Il fallait au moins le flair du label Bongo Joe et la folle inventivité des Meridian Brothers pour que vous entendiez un jour de la cumbia dans cette émission, et c’est chose faite, grâce à la sortie de leur nouvel album Cumbia Siglo XXI. Les Meridian Brothers nous viennent de Bogota et c’est au départ un groupe d’electro-rock futuriste, tête de proue de la scène expérimentale d’Amérique latine. Son fondateur et multi-instrumentaliste Eblis Alvarez écrit, joue, arrange et enregistre les albums du groupe en solo. Et ces albums explorent le folklore latin et ses genres les plus populaires comme le vallenato ou le currulao, associé sous sa houlette à l’électronique, le néo-psychédélisme, le prog rock et la musique de cartoon.

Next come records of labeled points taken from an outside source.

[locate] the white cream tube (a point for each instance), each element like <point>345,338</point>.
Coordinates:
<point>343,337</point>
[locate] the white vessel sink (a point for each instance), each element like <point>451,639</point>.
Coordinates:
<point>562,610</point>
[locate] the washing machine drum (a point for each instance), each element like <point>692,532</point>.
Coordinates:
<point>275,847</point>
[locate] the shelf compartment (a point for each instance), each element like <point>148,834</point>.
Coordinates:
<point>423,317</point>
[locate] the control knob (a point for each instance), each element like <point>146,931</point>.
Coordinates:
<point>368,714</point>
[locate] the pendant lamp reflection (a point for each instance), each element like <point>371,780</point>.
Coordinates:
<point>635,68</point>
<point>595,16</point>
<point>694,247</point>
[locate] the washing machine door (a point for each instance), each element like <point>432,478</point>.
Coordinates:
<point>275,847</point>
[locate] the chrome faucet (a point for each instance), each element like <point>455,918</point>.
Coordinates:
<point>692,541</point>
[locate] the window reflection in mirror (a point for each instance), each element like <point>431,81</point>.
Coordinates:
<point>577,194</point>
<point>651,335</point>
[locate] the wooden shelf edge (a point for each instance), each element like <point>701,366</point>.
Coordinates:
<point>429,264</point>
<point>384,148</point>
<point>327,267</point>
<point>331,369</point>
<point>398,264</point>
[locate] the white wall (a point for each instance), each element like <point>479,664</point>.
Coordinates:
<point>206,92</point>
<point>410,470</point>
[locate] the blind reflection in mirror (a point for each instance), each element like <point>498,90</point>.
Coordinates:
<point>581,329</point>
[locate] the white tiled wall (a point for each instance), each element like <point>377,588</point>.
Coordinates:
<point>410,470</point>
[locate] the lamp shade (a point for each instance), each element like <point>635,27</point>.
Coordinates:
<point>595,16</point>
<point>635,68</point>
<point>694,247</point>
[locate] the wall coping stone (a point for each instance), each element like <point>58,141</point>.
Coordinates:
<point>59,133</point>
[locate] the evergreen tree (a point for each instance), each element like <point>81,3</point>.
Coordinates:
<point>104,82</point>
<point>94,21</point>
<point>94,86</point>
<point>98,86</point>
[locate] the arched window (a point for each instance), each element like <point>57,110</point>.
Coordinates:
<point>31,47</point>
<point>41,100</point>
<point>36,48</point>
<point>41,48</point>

Le titre de l’album est assez annonciateur d’ailleurs sur sa vision très contemporaine voire futuriste du genre et pourtant Cumbia Siglo XXI est intitulé d’après un groupe colombien qui n’est plus en activité et qui jouait une version de cumbia-disco de science-fiction dans les années 80. Les morceaux en sont d’ailleurs volontiers un hommage et le groupe Meridian Brothers en nommant l’album d’après leurs ainés, en font aussi un point de départ pour leur propre exploration de la cumbia. Leur leader et tête pensante Eblis Alvarez mélange alors la folk et la pop colombienne, la cumbia argentine et mexicaine au rock vintage, l’electro experimentale , autant qu’à la funk et aux styles tropicaux.

Comme sur de précédents albums de Meridian Brothers, tels que Salvadora Robot ou encore Suicidas, il s’arme de guitares sinueuses à l’accordage bancal, d’ instruments électroniques principalement et particulièrement cheaps, via une production en mode guerilla, des traitements de la voix inhabi tuels, et un humour assez décapant.

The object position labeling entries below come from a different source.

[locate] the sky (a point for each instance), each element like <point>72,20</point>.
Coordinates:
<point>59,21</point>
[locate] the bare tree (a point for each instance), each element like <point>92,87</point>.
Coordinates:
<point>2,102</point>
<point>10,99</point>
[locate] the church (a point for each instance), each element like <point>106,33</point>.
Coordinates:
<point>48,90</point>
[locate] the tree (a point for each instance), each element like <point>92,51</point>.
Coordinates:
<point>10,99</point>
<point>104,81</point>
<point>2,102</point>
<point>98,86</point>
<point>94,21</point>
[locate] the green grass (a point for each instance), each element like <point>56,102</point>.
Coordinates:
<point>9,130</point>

Étonnamment grâce à ses méthodes de percussions qui juxtaposent autant d’organique que de samples et de boucles, toutes passées à moulinette de manipulations de pitch extraterrestres, il n’y a pas un seul morceau qui ne groove pas, aussi expérimentaux soient-ils. Il suffit d’entendre l'électronique hérissée et chiptune qui crée la mélodie de ‘Los Golpeadores de la Cumbia”, ou encore la reprise très personnelle du classique de Dusty Spreingfield “Son of a Preacher Man” sur le titre “Cumbia del Pichaman” avec ses rythmes Barranquilla et ses harmonies Caribéennes pour tomber aussitôt sous le charme étrange de ce groupe colombien.

La musique de Meridian Brothers est militante, hyper chelou, au mouvement cinétique et aux grandes doses de fun. Pendant de longues années, Eblis Alvarez qui a grandi au son de la cumbia a résisté à la pulsion de l’explorer dans son expression musicale. Cela demande une grande connaissance et discipline pour en comprendre les normes, encore davantage pour les transgresser. Et si cet album n’est pas moins barré, loin s’en faut , que ses précédents, sa musicalité est aussi abondante qu’elle est aventureuse. Et même s’il en exagère les traits et la satirise de façon presque affective et familiale, il est en réalité un bel hommage à la cumbia.